Synthesis, Structure, and Chemistry of New, Mixed Group 14 and 16 Heterocycles: Nucleophile-Induced Ring Contraction of Mesocyclic Dications

More than 40 new 4- to 12-membered ring heterocycles containing various combinations of Group 14 and 16 elements Si, Sn, S, Se, and Te have been synthesized and fully characterized. Synthesis of these small-ring as well as medium-ring (mesocyclic) heterocycles from alpha,omega-dihalides is facilitated by the presence of gem-dialkylsilyl and gem-dialkylstannyl groups in the precursors. Conformations of several of the new ring systems in the solid state have been determined by X-ray crystal structure analysis.
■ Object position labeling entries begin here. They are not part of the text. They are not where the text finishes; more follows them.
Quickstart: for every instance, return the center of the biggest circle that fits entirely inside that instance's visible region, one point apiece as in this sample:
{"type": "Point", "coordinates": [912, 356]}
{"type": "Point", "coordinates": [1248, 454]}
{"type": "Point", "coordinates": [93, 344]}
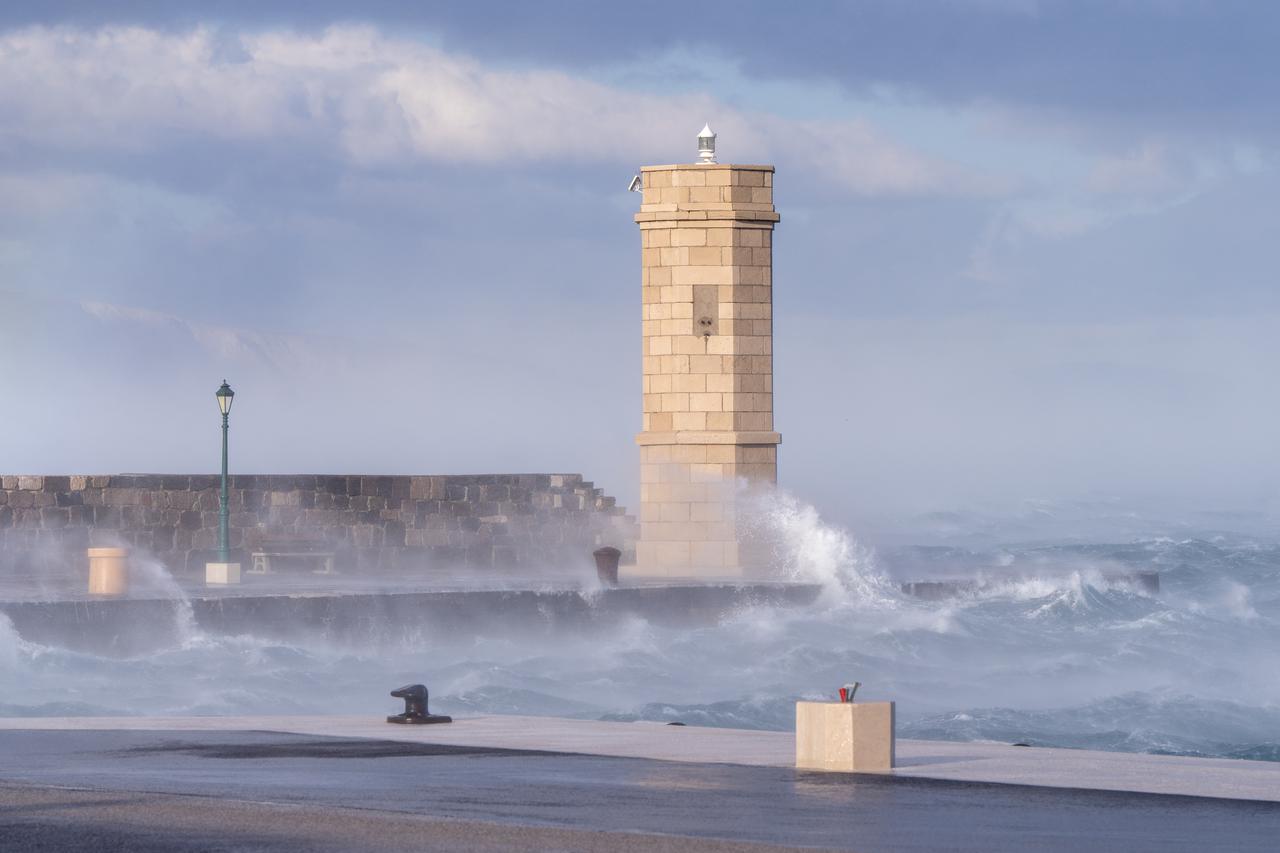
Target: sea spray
{"type": "Point", "coordinates": [1050, 647]}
Oxidation of mixed S(Se, Te)/Si eight-membered ring mesocycles with NOPF6 or Br2 gives dications or a bicyclic dibromide, respectively, which can be characterized by NMR methods. On treatment with nucleophiles, mesocyclic dications, or the corresponding radical cations undergo ring contraction, giving five- or six-membered ring heterocycles. Photolysis of a S/Se four-membered ring heterocycle gives selenoformaldehyde, trapped in 80% yield with 2,3-dimethyl-1,3-butadiene.